DENISE R 4"Ce n’est que de la lumière. Mais la lumière aide à vivre et à penser". C’est Anne Blanchet qui parle. Spontanément, elle s’est confiée, entre verres de rouge, de blanc, plateau estampillé Ricard, cacahuètes "bio et pas salées" à dispo sur le buffet. C’était lors du vernissage de l’expo de cette artiste suisse, dans la galerie Denise René rive gauche. On est arrivé vers la fin. Escale au Bel Ami juste avant, oblige. Le bar de cet hôtel de la rue Saint Benoit (Saint-Germain-des-Prés, ligne 4) nous sert parfois de QG pour travailler, trouver des idées, échanger des impressions, se marrer aussi. Surtout lorsqu’une nuée de nymphettes, bottées et mini-jupées, disparaissent dans un sous-sol, remontent en file indienne, traversent le bar, s’éclipsent dans une pièce annexe pour mieux réapparaître, avant de s’échapper dans la nuit. Retour dans la galerie. On a donc papoté avec Anne Blanchet. L’artiste suisse a aimé tomber sur un type appelé Comtesse -le "roi du pola" de cette Epok formid'- : "j’ai connu un monsieur Comtesse autrefois. Il m’a fait découvrir l’œuvre de Claude Roy". Rien que ça.

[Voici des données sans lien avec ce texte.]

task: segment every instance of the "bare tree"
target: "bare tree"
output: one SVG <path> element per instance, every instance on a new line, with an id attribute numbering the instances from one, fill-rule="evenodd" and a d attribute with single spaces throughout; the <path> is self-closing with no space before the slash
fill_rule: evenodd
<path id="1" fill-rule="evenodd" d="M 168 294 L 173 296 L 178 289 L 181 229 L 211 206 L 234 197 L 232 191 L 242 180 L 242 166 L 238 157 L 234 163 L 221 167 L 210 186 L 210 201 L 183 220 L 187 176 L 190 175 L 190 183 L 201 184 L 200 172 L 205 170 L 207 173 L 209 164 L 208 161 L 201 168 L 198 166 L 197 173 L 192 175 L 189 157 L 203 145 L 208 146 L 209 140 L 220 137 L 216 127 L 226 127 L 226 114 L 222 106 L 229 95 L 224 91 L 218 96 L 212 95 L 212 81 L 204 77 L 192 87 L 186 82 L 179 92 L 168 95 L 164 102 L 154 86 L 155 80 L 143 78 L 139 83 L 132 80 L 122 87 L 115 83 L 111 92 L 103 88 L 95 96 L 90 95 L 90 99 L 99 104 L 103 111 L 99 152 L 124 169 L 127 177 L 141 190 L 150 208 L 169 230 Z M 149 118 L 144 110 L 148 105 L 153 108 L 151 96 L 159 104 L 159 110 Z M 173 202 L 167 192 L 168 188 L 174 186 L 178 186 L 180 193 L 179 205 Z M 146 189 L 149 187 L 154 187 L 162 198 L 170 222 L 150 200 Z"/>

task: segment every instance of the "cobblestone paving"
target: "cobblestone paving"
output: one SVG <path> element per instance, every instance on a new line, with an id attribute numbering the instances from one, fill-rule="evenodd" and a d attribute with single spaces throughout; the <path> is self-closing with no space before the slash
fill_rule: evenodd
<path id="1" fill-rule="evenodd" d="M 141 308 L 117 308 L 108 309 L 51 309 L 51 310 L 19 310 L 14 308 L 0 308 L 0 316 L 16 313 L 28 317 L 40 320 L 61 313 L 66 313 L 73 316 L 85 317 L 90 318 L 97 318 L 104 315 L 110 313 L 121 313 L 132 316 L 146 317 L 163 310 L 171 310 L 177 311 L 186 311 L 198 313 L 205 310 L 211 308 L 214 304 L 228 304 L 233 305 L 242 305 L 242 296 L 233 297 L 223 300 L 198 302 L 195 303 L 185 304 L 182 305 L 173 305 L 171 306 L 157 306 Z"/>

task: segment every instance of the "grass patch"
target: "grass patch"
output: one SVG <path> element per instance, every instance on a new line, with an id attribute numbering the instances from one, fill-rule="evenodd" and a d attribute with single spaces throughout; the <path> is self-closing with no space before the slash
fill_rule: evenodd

Des sculptures murales de plexiglas incisé

Puis, elle a évoqué ses sources d’inspiration. En vrac : la danse, la musique contemporaine, les arts plastiques, le plexiglas, les jeux entre attirance et répulsion, "ces limites qui créent ombres et lumières". Lumières qui font toute la magie de ses Light Drawings, exposés jusqu’à la mi-mars chez Denise René. Ces sculptures murales de plexiglas incisé offrent une variation infinie de tonalités, selon l’éclairage ambiant. Un conseil : ne pas repartir de l’expo sans le catalogue. Parce qu’il montre aussi les nuages blancs créés en extérieur par Anne Blanchet. Une série baptisée Light Drawings Outdoor, où l’artiste installe une brume impalpable, tantôt à Bruxelles, tantôt au château des Princes de Croÿ. Fascinant. Avant de partir, on a refait le monde avec Catherine Gallois et accepté d’être filmé, par surprise, par une invitée. Mais, une fois dehors, on a eu envie de se révolter en passant devant le Flore, dont la terrasse était bondée : aux pieds des clients, un SDF s’était couché, à même le bitume, les vêtements en lambeaux, les chaussures éventrées. Indifférents, les serveurs poursuivaient leur ballet. Quant aux clients, ils continuaient de commander, boire, manger, mâcher, déglutir, parler, rigoler. Comme si de rien n’était.